Tag Archives: hummus

Avocado Hummus With Coriander and Lemon

27 Mar

Avocado Hummus

We are coming to the end of the Hass avocado season here now and I can’t believe I haven’t shared a recipe with you using my favourite fruit/vegetable yet. Avocados are excellent for helping to lower cholesterol, keeping  your heart healthy, preventing cancer and alleviating symptoms of arthritis.

Avocados on TreeThey are still cheap and plentiful here at the market so I bought a kilo on Sunday. One of my favourite recipes using avocado is this Tricolor Baked Avocado. If you’ve never tried avocado cooked you should, it’s surprisingly delicious.

avocados

This is new recipe to me and I have to say it is definitely a keeper. Two of my favourite dishes fused together in a bowl.  It’s a hummus and guacamole hybrid. It shouldn’t work but it does, brilliantly. And it’s quick, easy, healthy and addictive.
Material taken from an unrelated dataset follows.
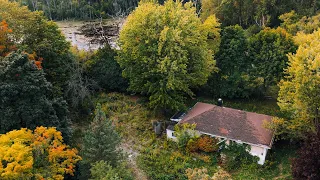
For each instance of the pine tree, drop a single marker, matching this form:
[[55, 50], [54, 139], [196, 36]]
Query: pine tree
[[101, 140], [27, 99]]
Perfect for a snack or late night supper when you can’t be bothered with anything complicated.

Avocado Hummus

Avocado Hummus Recipe

Serves 2-3, vegan, gluten-free. Adapted from Kiran Tarun

  • 200 g cooked chickpeas (drained & rinsed)
  • 1 large avocado (I used 2 mini ones)
  • 1 large clove garlic
  • 3 Tbsp tahini
  • juice of 1 lemon
  • a big handful of fresh coriander
  • 1/2 tsp ground cumin
  • 1/2 tsp chipotle chilli sauce (optional)
  • salt & black pepper
  • olive oil

Put all the ingredients into a food processor (or use a stick blender) with a splash of olive oil and puree until smooth. You can add more oil if you need to get the right consistency. Taste and check seasoning.

Avocado Hummus

Serve with raw veggies or toasted pita for dipping. You could try making your own flour tortilla or flatbread crackers by brushing them with oil, cutting into triangles with scissors, sprinkling with cumin, salt & pepper and baking at 125C for about 10 minutes until crispy.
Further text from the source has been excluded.